Hezbollah fighters in Lebanon meanwhile fired an anti-tank missile toward an Israeli army post and Israel responded with artillery fire. Israel’s Magen David Adom rescue service said a 40-year-old man was killed, without giving his nationality. Israel later closed off areas up to 4 kilometers (2.5 miles) from the border and ordered civilians within 2 kilometers to shelter in safe rooms.
Israel and Hezbollah, which fought a devastating war in 2006, have traded fire along the border several times since the start of the latest Gaza war.
The UN and aid groups have said that the mass exodus within Gaza, along with Israel’s complete siege of the 40-kilometer-long (25-mile-long) coastal territory, would cause untold human suffering.
The World Health Organization said the evacuation “could be tantamount to a death sentence” for the more than 2,000 patients in northern hospitals, including newborns in incubators and people in intensive care.
Gaza’s hospitals are expected to run out of generator fuel within two days, according to the UN, which said that that would endanger the lives of thousands of patients.
Meanwhile, US Defense Secretary Lloyd Austin said late Saturday that the US was moving a second carrier strike group, the USS Dwight D Eisenhower, to the eastern Mediterranean, in a show of force meant to deter any allies of Hamas, such as Iran or Lebanon’s Hezbollah militant group, from seeking to widen the war.
US Secretary of State Antony Blinken meanwhile met with Saudi Arabia’s Crown Prince Mohammed bin Salman in Riyadh as the Biden administration scrambles to prevent a wider regional conflict. Prince Mohammed is the sixth Arab leader Blinken has met since he arrived in the Middle East Thursday.
Hamas remained defiant. In a televised speech Saturday, Ismail Haniyeh, a top official based abroad, said that “all the massacres” will not break the Palestinian people.
Hamas spokesperson Jihad Taha told The Associated Press in Beirut that Israel “does not dare to fight a ground battle,” because of the captives. He alluded to the possible entry of Hezbollah and other regional players in the battle should Israel launch a ground invasion but declined to say whether they had made any concrete commitments.
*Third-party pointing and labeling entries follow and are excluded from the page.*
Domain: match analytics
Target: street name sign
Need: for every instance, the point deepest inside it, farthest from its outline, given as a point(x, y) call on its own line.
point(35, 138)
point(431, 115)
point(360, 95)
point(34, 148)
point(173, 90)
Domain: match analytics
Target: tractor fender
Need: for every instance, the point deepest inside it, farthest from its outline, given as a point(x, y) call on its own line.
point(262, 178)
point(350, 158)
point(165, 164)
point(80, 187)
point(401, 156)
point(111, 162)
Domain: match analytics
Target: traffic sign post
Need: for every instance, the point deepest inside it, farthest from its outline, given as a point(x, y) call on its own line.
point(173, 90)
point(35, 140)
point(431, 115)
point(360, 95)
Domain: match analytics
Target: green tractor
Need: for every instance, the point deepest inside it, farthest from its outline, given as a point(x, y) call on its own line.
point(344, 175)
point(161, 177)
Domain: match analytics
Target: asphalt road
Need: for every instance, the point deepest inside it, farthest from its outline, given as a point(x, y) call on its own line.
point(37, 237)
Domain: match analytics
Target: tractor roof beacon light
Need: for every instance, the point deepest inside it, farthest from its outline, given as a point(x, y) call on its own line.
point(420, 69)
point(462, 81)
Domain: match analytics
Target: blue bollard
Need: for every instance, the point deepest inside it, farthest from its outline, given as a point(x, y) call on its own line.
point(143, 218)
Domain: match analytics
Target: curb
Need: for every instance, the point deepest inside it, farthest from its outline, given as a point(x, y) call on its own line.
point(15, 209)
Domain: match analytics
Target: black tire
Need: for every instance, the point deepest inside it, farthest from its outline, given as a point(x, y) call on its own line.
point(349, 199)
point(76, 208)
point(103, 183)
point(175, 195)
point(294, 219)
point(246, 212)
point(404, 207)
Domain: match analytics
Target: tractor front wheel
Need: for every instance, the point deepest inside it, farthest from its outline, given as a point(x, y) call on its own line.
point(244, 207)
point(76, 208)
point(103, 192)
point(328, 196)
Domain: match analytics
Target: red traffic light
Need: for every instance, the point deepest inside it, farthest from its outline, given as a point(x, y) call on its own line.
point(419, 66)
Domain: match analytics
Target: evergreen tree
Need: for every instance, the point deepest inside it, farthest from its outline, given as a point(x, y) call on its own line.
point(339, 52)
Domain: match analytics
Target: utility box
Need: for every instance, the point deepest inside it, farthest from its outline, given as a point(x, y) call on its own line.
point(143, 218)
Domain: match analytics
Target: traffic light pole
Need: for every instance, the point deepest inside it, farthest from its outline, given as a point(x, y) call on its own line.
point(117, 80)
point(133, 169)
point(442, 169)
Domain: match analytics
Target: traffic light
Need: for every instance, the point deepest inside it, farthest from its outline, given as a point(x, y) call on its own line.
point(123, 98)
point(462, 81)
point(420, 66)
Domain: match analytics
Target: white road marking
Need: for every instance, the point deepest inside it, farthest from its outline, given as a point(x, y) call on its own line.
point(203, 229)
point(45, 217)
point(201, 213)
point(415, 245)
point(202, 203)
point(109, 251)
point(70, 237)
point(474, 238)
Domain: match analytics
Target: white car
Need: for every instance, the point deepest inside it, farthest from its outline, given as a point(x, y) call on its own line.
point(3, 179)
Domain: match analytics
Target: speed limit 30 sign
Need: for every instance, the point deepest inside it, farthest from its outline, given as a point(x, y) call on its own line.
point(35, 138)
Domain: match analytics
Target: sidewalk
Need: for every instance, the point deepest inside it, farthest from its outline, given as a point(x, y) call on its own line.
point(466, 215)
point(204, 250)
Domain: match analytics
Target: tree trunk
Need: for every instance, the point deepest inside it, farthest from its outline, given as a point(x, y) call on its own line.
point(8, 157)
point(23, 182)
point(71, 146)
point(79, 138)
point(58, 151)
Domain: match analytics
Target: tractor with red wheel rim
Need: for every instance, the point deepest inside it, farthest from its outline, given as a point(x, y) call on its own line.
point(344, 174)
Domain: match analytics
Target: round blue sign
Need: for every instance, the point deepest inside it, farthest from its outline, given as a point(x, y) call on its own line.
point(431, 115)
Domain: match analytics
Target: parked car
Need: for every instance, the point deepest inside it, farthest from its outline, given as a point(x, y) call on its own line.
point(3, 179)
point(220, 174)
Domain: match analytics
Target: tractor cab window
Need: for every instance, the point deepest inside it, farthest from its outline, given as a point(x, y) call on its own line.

An Israeli airstrike near the Jabaliya refugee camp in northern Gaza killed at least 27 people and wounded another 80, Gaza health authorities said.
Most of the victims were women and children, the authorities said. Doctors from Kamal Edwan Hospital shared footage of charred and disfigured bodies.
It was not clear how many Palestinians remained in northern Gaza by Saturday afternoon, said Juliette Touma, a spokesperson for the UN agency for Palestinian refugees. An estimated 1 million people have been displaced in Gaza in one week, she said.
At Gaza City’s main hospital, al-Shifa, a crowd of men, women and children that medical officials estimated at 35,000 crammed into the hospital’s lobby and bloodied hallways and under the trees on the hospital grounds, hoping the facility would be spared in the coming attack.
“People think this is the only safe space after their homes were destroyed and they were forced to flee,” said Dr. Medhat Abbas, a Health Ministry official.
Basic necessities, including water, were running out because of the siege, which Israel has said will only be lifted when the captives are returned.
The Israeli military’s evacuation order demands the territory’s entire population cram into the southern half of Gaza as Israel continues strikes, including in the south. The Hamas communications office said Israel has destroyed over 7,000 housing units so far.